To be disabled means to be confined to a wheelchair all the time, right?  Wrong!  Some disabled people are wheelchair bound, but an awful lot are not.  Before my successful hip replacement I used a wheelchair, but not all the time, I used it for long distances, as it would get too painful to walk a long way.  Some days my hip would be more painful than others and on my bad days I would use the chair more.  This concept of a fluctuating disability was very hard for some people to get their head around.  How come I turned up to school one day perfectly able to walk and the next I turned up in a wheelchair?  Someone cruel once said I must be faking it to get attention.  I got no extra help from support staff on my bad days in school and no one would offer to push me in my manual chair, and this was in a special school for disabled children.  People were confused, a disability does not change from day-to-day, either you are unable to walk or not was how people seemed to think.  The looks I got when I was in my chair and suddenly stood up to reach something or got out and walked were sometimes quite funny.

At various points in my life I have used crutches or a walking stick to get about.  When on crutches I sometimes got asked what I had done to myself to end up needing to use them.  People seem to associate crutches with broken bones or injuries of some kind.  It was kind of hard to explain about a hip issue that I was born with.  Crutches are for the clumsy it would seem, not the disabled or so people assume.   With a walking stick people still expect you to be able to walk quite a long way it seems, having been made to walk quite long distances by various college tutors.  I think a walking stick confused some people as they are not seen as something young people would use.

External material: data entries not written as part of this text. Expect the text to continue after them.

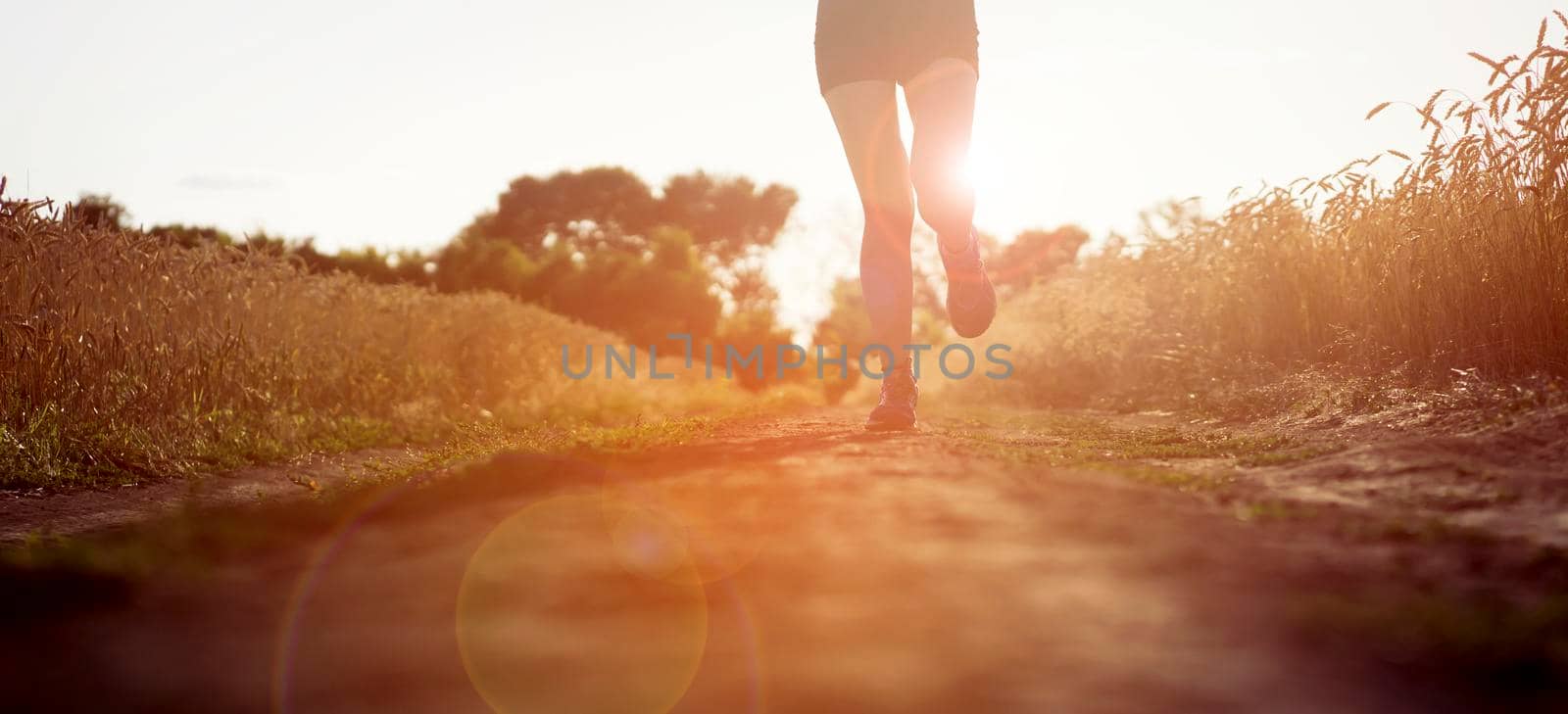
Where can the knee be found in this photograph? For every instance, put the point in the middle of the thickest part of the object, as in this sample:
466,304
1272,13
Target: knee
946,204
890,221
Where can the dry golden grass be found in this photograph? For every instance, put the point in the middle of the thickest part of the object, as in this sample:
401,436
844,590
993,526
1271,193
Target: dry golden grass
1462,263
125,356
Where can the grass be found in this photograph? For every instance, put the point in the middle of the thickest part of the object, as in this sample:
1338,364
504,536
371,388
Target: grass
125,357
1452,266
195,539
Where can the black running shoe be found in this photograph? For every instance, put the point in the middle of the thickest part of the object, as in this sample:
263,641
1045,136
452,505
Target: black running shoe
971,300
896,407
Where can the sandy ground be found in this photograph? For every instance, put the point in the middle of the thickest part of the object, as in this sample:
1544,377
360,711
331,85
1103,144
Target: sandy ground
783,565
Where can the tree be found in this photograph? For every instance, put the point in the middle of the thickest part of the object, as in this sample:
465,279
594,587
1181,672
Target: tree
1037,254
99,211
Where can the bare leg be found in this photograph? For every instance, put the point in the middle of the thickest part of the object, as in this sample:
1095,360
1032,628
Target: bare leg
943,109
867,119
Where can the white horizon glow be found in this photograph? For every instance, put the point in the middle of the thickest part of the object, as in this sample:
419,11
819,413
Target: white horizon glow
396,122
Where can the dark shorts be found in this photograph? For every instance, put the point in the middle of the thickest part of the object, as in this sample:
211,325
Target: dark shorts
891,39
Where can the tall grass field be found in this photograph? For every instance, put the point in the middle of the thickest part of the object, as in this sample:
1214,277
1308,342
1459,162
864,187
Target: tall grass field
1457,264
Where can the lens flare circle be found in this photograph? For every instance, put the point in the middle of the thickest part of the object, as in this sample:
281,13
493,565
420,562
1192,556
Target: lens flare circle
582,603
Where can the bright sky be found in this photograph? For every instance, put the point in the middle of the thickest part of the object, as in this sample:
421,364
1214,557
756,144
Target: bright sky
394,122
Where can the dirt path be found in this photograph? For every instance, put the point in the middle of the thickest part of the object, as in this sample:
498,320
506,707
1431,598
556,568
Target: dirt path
781,565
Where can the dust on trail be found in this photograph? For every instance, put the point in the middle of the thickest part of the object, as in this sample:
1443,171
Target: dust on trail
830,570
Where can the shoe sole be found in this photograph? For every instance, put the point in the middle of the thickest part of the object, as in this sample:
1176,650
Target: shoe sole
882,426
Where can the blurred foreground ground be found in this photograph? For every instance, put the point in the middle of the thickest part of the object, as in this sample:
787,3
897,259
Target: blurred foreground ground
1018,562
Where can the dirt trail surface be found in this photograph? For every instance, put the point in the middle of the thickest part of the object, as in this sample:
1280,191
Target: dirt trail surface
778,565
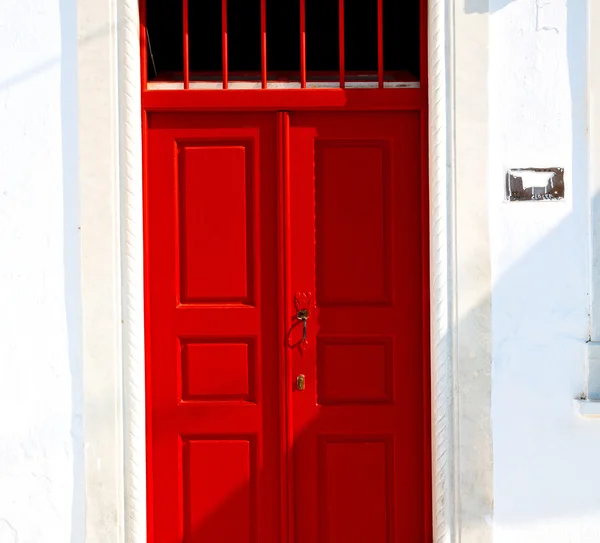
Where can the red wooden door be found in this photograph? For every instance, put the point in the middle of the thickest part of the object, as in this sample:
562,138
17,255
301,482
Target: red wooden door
214,349
355,244
242,212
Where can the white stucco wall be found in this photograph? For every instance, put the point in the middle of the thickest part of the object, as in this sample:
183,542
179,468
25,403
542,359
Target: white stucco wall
546,475
41,447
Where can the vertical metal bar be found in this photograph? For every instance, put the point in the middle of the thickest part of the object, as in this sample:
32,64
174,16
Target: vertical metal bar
263,42
224,43
380,43
341,46
303,44
186,49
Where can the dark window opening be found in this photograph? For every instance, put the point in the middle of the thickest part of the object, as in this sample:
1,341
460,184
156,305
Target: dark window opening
401,38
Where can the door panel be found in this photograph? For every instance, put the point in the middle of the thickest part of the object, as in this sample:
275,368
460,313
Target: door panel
212,294
242,214
355,219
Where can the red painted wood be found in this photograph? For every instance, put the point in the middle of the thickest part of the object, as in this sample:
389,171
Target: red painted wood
380,66
263,43
224,42
303,44
355,204
342,43
287,100
214,328
286,315
186,46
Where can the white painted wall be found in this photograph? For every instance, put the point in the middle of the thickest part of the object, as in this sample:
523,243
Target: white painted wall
41,447
546,475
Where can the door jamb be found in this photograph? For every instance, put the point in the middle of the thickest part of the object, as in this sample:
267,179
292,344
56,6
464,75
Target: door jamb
109,41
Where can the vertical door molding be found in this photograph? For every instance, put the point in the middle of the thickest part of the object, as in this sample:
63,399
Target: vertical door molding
132,269
443,376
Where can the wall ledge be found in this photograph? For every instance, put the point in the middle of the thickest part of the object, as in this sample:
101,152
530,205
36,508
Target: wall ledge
589,409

Until a year ago I had a disabled parking badge.  Although I can not drive, I used the badge with other people when they drove to places with me.  It helped me to park closer to the place I was going or to have a bit longer parking time as I walked slower than most people.  I went though fazes of not using any walking aides at all, but still could not walk long distances.  The number of people who assume that as you are not using a walking aid you must be faking it or ‘borrowing’ someone else’s parking badge is quite high.  Most people never said this to my face when I got out of the car, although I did see some funny looks from time to time.  I found this out on a Facebook group I joined for people angry at those who misuse disabled parking spaces.  They post some very rude, angry comments about people using badges with no walking aids what so ever, but loads of us always comment back saying not all mobility problems and disabilities can be seen and we try to explain that you get a badge on the grounds of how far you can walk and not how you walk.  Not all disabilities have a visual to go with them such as a walking aid or clear deformity.  I think hidden disabilities are one of the hardest to convince other people of, that they are real and do have issues that go with them.

I think some people need to rethink disability, not all disabled people are alike.  A lot do not use wheelchairs all the time, some may never have used one.  People are often too quick to judge someone without knowing anything about them.

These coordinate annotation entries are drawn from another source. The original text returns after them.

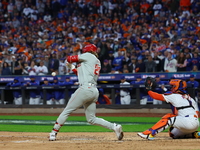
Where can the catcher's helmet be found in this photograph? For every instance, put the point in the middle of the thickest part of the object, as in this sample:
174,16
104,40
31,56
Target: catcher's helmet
178,86
89,48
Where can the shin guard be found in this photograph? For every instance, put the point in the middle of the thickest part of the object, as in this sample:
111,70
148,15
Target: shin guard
56,127
164,123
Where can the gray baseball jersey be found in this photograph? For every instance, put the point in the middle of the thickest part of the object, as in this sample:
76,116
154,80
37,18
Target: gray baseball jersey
87,94
88,69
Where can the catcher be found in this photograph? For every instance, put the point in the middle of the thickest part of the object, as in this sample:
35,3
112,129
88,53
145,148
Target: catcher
183,122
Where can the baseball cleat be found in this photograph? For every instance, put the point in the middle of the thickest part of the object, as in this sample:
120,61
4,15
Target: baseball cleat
148,136
118,131
196,134
52,136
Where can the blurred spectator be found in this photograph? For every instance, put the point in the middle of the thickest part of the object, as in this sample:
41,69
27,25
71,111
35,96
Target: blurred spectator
106,67
194,69
33,93
132,65
140,65
150,65
17,92
181,62
117,97
49,100
53,64
32,28
170,64
117,62
57,93
5,69
33,68
26,68
18,67
110,58
42,69
103,99
195,60
125,92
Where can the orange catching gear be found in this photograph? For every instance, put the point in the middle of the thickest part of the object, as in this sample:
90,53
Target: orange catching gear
156,96
178,86
164,123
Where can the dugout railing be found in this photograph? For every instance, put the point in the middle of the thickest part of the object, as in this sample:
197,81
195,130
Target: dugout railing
110,88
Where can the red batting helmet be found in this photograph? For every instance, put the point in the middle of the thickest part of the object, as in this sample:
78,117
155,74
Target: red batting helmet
89,48
178,85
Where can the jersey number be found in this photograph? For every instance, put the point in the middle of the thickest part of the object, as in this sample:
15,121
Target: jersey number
97,69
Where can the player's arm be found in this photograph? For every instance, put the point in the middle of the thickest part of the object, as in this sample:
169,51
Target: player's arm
72,67
150,84
76,58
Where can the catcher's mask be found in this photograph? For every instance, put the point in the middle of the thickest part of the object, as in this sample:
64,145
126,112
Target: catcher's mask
89,48
178,86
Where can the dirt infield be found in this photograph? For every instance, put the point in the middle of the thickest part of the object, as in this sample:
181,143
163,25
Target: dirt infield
91,141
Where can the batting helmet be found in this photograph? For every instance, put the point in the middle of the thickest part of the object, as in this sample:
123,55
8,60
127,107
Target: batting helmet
178,86
89,48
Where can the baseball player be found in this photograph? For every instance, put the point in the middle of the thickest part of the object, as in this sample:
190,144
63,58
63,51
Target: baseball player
125,97
67,82
183,122
57,93
16,93
159,90
87,94
195,85
48,93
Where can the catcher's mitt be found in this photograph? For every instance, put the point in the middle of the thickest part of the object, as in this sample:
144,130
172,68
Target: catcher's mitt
150,83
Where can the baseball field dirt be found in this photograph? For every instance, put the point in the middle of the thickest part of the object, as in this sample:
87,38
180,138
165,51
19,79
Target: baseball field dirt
91,141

physically-impaired-symbols-london-1024x216I think these symbols represent disability more realistically than some and show how it can vary.

Post Surgery

Am I still disabled?  Since having reached full recovery from total hip replacement surgery this is a question I find myself asking.

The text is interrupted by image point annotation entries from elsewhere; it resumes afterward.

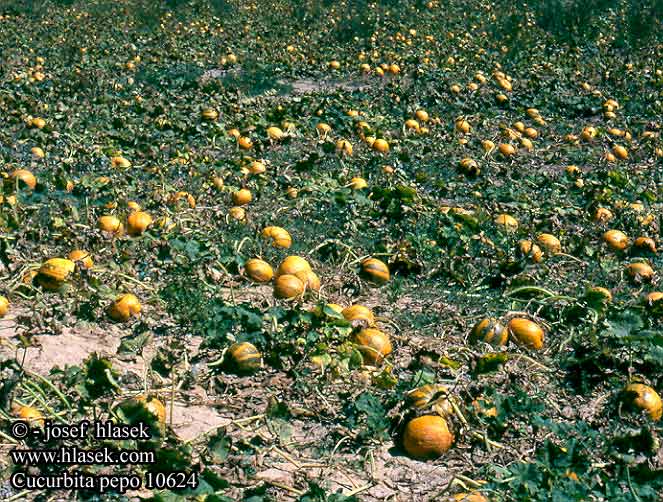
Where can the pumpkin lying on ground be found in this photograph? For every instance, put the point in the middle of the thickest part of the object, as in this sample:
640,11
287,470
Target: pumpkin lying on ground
244,357
526,333
427,437
124,307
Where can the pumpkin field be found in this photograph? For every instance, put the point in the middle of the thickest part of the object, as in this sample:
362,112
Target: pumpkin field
335,250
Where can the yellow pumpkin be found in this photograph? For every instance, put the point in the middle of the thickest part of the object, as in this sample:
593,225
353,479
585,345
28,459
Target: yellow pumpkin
358,183
422,115
4,306
506,149
110,224
528,249
427,437
237,213
291,265
507,221
375,270
82,258
526,333
640,271
29,414
154,406
359,313
491,331
616,239
26,177
137,222
120,162
620,152
244,143
275,133
54,272
280,236
209,114
244,357
645,398
124,307
380,145
258,270
373,344
242,197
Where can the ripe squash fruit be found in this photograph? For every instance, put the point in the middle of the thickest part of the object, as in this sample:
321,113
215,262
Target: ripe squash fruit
292,265
244,357
138,222
530,250
427,437
25,177
644,397
373,344
375,270
490,331
110,224
288,286
507,221
54,272
526,333
280,236
81,258
4,306
29,414
124,307
640,271
616,240
242,197
154,406
359,313
549,243
258,270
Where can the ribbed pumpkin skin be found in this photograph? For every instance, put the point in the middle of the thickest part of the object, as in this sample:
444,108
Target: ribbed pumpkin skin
616,239
647,399
4,306
359,312
31,415
26,177
507,221
292,265
155,406
137,222
640,271
124,307
54,272
288,286
375,270
245,356
258,270
81,257
242,197
110,224
373,344
526,333
280,237
490,331
427,437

Before surgery I always thought of myself as disabled.  No I was not fully wheelchair bound, but I could not walk long distances easily and I often found walking a painful experience.  Now I can walk further than ever pain-free.  I love how much more I can now do without having to think about it first and decide if I need my wheelchair with me or not.  However having spent my life calling myself disabled I find myself in a confusing situation.

I am currently trying to get a job.  When filling in an application form they often ask the question ‘do you consider yourself to have a disability?’  I now answer this with a no, as I do not see myself as having anything an employer would need to know about and do not need any work place adjustments.  However sometimes I feel a bit like I am denying a part of myself in saying I am not disabled. Having called myself disabled most of my life I saw it as part of my identity, part of what made me.  I went to a special school for disabled children for three years of my education and I attended a special needs youth club session in my teens.  Some of my closest friends are disabled.  At university I was part of the disabled students group within the student union.  My disability had helped me make friends and join a social setting within society.

Now I feel a bit lost, where do I fit in?  Officially I am not classed as disabled.  One year after my surgery they stopped my Disability Living Allowance benefit money as my hip surgery was so successful.  I agree with the decision, I no longer need to pay for taxis to places that are considered normal walking distance for most people and I was only on low rate anyway.  This also means I no longer qualify for a free bus pass now, which I have to say as a non-driver I do miss, but I understand why.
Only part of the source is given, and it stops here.